TV networks had first used colors on electronic election maps in 1976, when NBC pioneered with a map showing Gerald Ford in blue and Jimmy Carter in red. In 1984, NBC News showed Ronald Reagan’s landslide of 44 states as a “sea of blue.”  Apparently not wanting to be thought a copycat, CBS used the opposite colors—red for Republicans and blue for Democrats.

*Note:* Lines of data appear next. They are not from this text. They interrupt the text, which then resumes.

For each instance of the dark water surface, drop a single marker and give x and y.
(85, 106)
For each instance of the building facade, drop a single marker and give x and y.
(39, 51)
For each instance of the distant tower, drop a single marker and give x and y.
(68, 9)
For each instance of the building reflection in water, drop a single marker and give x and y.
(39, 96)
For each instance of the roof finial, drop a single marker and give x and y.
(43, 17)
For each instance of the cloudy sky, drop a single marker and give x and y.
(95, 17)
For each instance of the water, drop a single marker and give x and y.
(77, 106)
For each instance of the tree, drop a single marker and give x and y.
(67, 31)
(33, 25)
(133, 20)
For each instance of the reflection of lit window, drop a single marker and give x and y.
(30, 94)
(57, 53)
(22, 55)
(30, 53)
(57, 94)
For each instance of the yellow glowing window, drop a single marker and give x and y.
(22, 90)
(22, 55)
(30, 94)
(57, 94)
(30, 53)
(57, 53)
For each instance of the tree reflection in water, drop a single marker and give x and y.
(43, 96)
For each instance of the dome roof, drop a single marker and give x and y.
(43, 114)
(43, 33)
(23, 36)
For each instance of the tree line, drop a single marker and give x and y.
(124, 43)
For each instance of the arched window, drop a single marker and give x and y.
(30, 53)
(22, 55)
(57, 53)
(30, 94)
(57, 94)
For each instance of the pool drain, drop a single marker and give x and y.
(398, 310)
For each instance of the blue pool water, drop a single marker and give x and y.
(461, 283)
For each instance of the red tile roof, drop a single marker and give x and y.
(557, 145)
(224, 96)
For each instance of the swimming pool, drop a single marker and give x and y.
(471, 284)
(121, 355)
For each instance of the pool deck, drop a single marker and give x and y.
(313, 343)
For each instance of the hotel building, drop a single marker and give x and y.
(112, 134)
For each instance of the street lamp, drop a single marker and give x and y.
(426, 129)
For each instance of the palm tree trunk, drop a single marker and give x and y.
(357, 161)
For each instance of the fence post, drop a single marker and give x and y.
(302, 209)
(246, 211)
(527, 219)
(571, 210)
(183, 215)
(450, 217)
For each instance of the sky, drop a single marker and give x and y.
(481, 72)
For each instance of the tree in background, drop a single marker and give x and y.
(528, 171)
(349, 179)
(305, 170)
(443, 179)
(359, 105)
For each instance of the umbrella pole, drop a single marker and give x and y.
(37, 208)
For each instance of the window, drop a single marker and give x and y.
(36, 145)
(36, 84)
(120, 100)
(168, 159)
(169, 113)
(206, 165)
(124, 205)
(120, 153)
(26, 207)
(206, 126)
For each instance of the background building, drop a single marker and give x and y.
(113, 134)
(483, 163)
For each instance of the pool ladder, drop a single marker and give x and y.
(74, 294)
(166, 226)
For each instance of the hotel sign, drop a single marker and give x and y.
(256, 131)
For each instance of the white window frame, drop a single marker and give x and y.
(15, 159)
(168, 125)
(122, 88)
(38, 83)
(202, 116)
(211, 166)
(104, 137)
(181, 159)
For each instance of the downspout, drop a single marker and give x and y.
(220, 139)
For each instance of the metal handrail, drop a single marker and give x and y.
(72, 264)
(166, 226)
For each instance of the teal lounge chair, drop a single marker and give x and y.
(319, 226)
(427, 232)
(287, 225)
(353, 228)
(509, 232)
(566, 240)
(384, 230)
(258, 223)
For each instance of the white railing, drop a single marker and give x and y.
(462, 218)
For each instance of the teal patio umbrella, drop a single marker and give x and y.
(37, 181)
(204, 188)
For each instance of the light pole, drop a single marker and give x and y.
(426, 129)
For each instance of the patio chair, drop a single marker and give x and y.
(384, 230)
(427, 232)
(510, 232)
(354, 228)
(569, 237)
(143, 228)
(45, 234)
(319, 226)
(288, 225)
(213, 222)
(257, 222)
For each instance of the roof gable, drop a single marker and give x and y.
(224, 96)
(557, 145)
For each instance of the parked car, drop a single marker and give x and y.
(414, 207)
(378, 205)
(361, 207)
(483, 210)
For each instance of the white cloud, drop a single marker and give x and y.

At ABC blue and yellow were the choices.

During this period the three major networks informally agreed on a uniform red-blue scheme that would alternate every four years, being assigned according to who were the incumbents (blue) and who were the challengers (red).

By 2000 all the broadcast and cable networks used this system, and it was the incumbent Democrats’ turn to be blue.  Because of the prolonged controversy over the election, coverage dragged on for weeks, and commentators began to refer to a state as “red” or “blue,” according to which party had carried it.  From that time on, the red-state, blue-state dichotomy became ingrained in American political dialogue.

The Bard of Buffalo Bayou is also ingrained—but it’s better not to ask in what.  Today, like most days, he has the blues.

            Oh, Lord, I got those Lone Star, Red State Blues,
            Surrounded by a crowd with wing-nut views,
            Politicians like Rick Perry,
            Who think their job’s hereditary,
            As long as they’re more right-wing than Ted Cruz.

            Oh, Lord, I got those Lone Star, Red State Blues,
            I’m in a land where folks believe Fox News,
            And the ghost of Molly Ivins
            Is the one thing that enlivens
            All the Democrats who know they’re bound to lose.

            When I’m resting in my arbor, Oh
            How I dream of old Ralph Yarborough,
            I’d bring back Barbara Jordan, if I only could.
            Ann Richards, Henry Gonzalez,
            They were really hot tamales—
            And right now even Lyndon Johnson’s looking good!

            O, Lord, I got those Lone Star, Red State Blues,
            A feeling that goes right down to my shoes,
            ‘Twould be a feat herculean
            If Texas turned cerulean,
            Yes, Lord, I got those Lone Star, Red State Blues.